Proximal tubule
The proximal tubules are part of the renal nephron, a system that begins at the renal end of Bowman's capsule to the beginning of the loop of Henle. It measures approximately 15 mm long and 55 nanometers in diameter. Its walls are composed of a single layer of cubic cells (simple cubic epithelium). These cells have on the luminal side widely developed microvilli called “brush borders” that provide a very large surface area for the main function of the proximal tubule: resorption. This consists of absorbing part of the filtered nutrients back into the blood and letting the ultrafiltrate continue in the loop of Henle.
The proximal tubule reabsorbs 40-60% of the glomerular ultrafiltrate. Glucose and amino acids are reabsorbed practically entirely along the proximal tubule, especially in the initial segments (S1 and S2), through specific cotransporter enzymes with sodium.

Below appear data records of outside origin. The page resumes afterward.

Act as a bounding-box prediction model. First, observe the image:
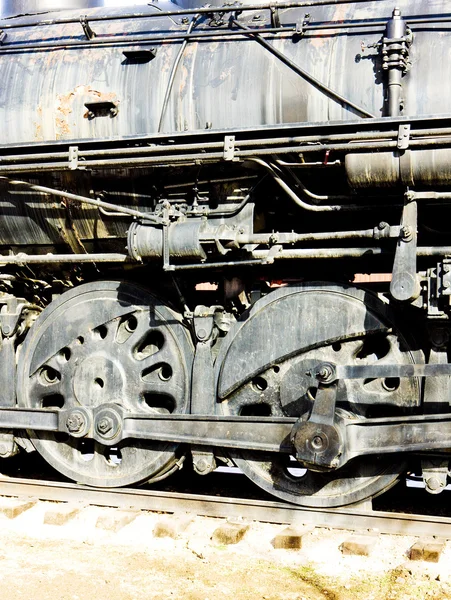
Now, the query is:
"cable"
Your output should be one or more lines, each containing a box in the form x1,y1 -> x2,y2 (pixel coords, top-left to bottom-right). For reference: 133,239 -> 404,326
231,19 -> 376,119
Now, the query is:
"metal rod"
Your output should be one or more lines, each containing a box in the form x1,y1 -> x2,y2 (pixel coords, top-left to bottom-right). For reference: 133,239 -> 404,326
236,229 -> 374,245
0,253 -> 135,265
0,127 -> 451,168
157,14 -> 199,133
0,25 -> 296,55
0,0 -> 385,30
0,177 -> 162,224
252,247 -> 385,261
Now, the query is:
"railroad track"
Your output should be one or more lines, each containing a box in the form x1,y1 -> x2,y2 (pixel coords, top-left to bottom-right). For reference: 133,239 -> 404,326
0,477 -> 451,539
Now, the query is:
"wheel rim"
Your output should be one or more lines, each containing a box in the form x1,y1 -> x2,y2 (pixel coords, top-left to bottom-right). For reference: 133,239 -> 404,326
18,282 -> 193,487
216,284 -> 420,507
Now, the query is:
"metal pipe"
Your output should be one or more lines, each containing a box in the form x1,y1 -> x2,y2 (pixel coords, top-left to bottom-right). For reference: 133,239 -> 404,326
236,229 -> 374,245
0,253 -> 131,265
249,158 -> 384,212
0,177 -> 162,224
252,247 -> 385,261
0,26 -> 296,55
1,0 -> 392,29
157,14 -> 199,133
232,19 -> 375,119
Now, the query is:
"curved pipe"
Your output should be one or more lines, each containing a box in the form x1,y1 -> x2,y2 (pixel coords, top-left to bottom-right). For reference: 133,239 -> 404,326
157,14 -> 199,133
251,157 -> 402,212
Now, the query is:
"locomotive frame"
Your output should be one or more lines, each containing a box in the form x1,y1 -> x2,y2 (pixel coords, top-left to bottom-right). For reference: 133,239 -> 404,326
0,0 -> 451,506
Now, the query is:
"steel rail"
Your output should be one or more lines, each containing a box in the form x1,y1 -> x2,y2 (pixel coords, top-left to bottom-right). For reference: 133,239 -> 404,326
0,477 -> 451,538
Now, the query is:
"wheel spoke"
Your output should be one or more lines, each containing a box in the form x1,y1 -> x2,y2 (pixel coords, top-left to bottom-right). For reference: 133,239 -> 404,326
18,282 -> 193,487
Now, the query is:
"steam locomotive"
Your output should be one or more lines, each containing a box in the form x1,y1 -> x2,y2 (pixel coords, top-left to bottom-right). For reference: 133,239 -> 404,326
0,0 -> 451,507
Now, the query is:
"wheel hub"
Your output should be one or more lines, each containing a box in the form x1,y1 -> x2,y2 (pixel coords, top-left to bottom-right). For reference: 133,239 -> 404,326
217,284 -> 421,507
18,282 -> 193,487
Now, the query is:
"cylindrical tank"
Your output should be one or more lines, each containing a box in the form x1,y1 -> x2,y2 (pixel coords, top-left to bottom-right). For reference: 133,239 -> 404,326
0,0 -> 105,18
0,0 -> 451,252
0,0 -> 451,144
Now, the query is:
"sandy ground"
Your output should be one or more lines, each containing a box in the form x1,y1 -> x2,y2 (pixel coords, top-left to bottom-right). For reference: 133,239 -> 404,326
0,502 -> 451,600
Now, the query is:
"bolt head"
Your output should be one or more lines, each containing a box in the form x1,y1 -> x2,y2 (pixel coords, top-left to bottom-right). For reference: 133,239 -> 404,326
197,329 -> 207,340
66,413 -> 85,433
97,417 -> 114,434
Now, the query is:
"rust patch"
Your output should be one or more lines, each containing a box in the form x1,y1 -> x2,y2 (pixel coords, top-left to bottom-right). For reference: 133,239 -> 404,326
55,85 -> 120,139
34,104 -> 44,142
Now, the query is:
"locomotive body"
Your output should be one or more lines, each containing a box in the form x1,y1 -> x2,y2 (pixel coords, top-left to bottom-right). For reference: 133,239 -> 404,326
0,0 -> 451,506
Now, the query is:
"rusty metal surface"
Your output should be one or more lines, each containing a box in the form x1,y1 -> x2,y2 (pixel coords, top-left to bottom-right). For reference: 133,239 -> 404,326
0,0 -> 451,253
0,0 -> 451,143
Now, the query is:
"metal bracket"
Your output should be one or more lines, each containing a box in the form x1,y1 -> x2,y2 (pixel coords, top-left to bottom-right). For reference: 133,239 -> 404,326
398,124 -> 410,150
80,15 -> 96,41
390,199 -> 421,302
191,446 -> 217,475
69,146 -> 78,171
291,383 -> 343,470
294,13 -> 311,38
437,258 -> 451,296
224,135 -> 235,160
421,459 -> 449,494
269,4 -> 280,29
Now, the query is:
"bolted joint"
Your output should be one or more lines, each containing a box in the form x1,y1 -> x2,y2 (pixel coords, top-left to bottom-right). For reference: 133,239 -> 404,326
400,225 -> 413,242
315,363 -> 335,383
97,417 -> 114,435
66,412 -> 86,433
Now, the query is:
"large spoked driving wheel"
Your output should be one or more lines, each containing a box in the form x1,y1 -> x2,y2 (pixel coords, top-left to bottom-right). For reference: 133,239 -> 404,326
216,284 -> 421,507
18,281 -> 193,487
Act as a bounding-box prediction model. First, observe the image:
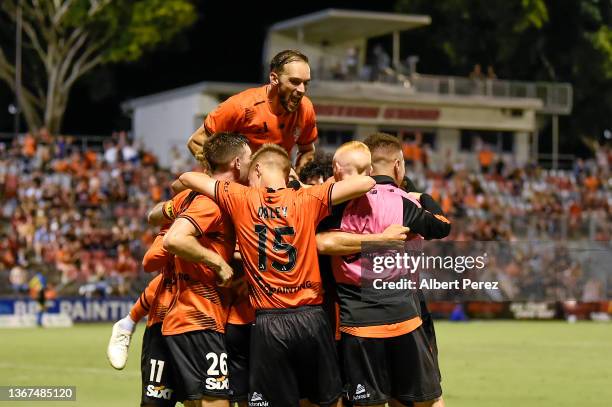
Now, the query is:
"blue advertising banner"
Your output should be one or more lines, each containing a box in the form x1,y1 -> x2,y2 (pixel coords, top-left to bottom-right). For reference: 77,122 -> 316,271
0,297 -> 134,322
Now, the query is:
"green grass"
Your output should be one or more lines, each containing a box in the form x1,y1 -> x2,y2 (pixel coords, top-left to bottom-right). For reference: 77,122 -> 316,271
0,322 -> 612,407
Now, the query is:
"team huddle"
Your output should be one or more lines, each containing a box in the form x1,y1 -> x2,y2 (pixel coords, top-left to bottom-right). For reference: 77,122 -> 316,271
107,50 -> 450,407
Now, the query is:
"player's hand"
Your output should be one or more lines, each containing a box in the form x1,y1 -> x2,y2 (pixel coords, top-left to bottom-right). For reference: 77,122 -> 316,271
171,179 -> 187,195
231,276 -> 249,298
216,262 -> 234,287
408,192 -> 423,202
383,225 -> 410,241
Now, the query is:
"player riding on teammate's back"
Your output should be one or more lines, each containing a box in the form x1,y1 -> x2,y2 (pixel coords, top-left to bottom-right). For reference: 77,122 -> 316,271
180,145 -> 374,406
187,50 -> 317,169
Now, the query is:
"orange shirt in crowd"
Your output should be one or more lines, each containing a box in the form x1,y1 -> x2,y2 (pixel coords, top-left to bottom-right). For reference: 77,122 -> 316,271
204,85 -> 317,154
22,133 -> 36,157
215,181 -> 333,309
478,150 -> 495,167
584,175 -> 599,191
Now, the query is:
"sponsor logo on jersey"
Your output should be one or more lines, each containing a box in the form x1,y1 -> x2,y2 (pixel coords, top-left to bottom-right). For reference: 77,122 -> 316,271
147,384 -> 174,400
353,383 -> 370,400
249,392 -> 269,407
206,376 -> 229,390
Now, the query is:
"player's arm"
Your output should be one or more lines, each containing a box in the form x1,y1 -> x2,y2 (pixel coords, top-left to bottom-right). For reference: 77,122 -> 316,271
331,175 -> 376,205
164,217 -> 233,284
187,124 -> 210,159
317,225 -> 410,256
417,194 -> 446,216
402,198 -> 451,239
147,201 -> 171,226
179,172 -> 217,199
142,234 -> 172,273
295,142 -> 315,173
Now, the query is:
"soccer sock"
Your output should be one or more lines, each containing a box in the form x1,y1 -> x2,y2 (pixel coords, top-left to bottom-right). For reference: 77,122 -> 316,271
119,315 -> 136,332
128,295 -> 149,323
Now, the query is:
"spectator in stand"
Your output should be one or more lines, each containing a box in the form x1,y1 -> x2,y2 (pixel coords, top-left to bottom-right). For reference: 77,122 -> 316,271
487,65 -> 497,79
478,144 -> 495,174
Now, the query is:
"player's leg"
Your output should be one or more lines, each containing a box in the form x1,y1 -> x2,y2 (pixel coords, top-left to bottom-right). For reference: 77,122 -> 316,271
292,306 -> 343,406
249,309 -> 302,406
106,290 -> 153,370
164,330 -> 229,407
340,333 -> 391,407
387,326 -> 444,407
225,324 -> 251,407
140,323 -> 180,407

In the proximal tubule, between 60 and 70% of the filtered potassium (K) and 80% of the bicarbonate (HCO3) are also reabsorbed. As for water and salt—sodium chloride, formed by sodium (Na) and chlorine (Cl)—they are reabsorbed in a more variable way depending on the needs of regulating body volume; They are reabsorbed in isosmotic proportions, so that the osmolarity of the tubular fluid remains the same as that of the plasma throughout its journey. Sodium is reabsorbed both passively and actively via multiple transporters. Chlorine (Cl) is reabsorbed mainly passively in the last segment (S3) of the proximal tubule, by a chemical and electrical gradient, but also actively by a chloro-formate countertransporter. Water is passively reabsorbed paracellularly, by osmosis.
There are several mechanisms that intervene in ion exchange:
- Sodium-potassium ATPase pump: located in the basolateral membrane, towards the vessels and the interstitium. This pump removes three sodium ions from the cell into the interstitium and introduces two potassium ions. This exchange causes the operation of a sodium-hydrogenion antiporter.
- The sodium-hydrogen ion antiporter is located in the apical membrane, located towards the tubular lumen, and introduces sodium ions (demanded by the activity of the previous pump) exchanging them with protons. These protons will combine with bicarbonate ions from the tubular lumen and give rise to carbon dioxide.
- Carbonic anhydrase joins bicarbonate to hydrogen ions to form CO2 and water. These diffuse into the cell through the apical membrane. Part of the CO2 will pass into the blood and, another part, combines with water inside the cell, again producing carbonic acid, thanks to carbonic anhydrase. This acid will be ionized into bicarbonate ion that passes into the blood and into protons, which are used by the Na-H antiporter described above.
- Finally, there will be a passage of chlorine ions through paracellular diffusion, without the intervention of channels or pumps, and transcellular, exchanging by format. The step is facilitated by the fact that the reabsorption of sodium in the initial part of the tubule generates a potential difference, making the tubular lumen more negative due to the chlorine charges. This difference tends to be compensated by the reabsorption of chlorine (Cl), which diffuses by electrical gradient.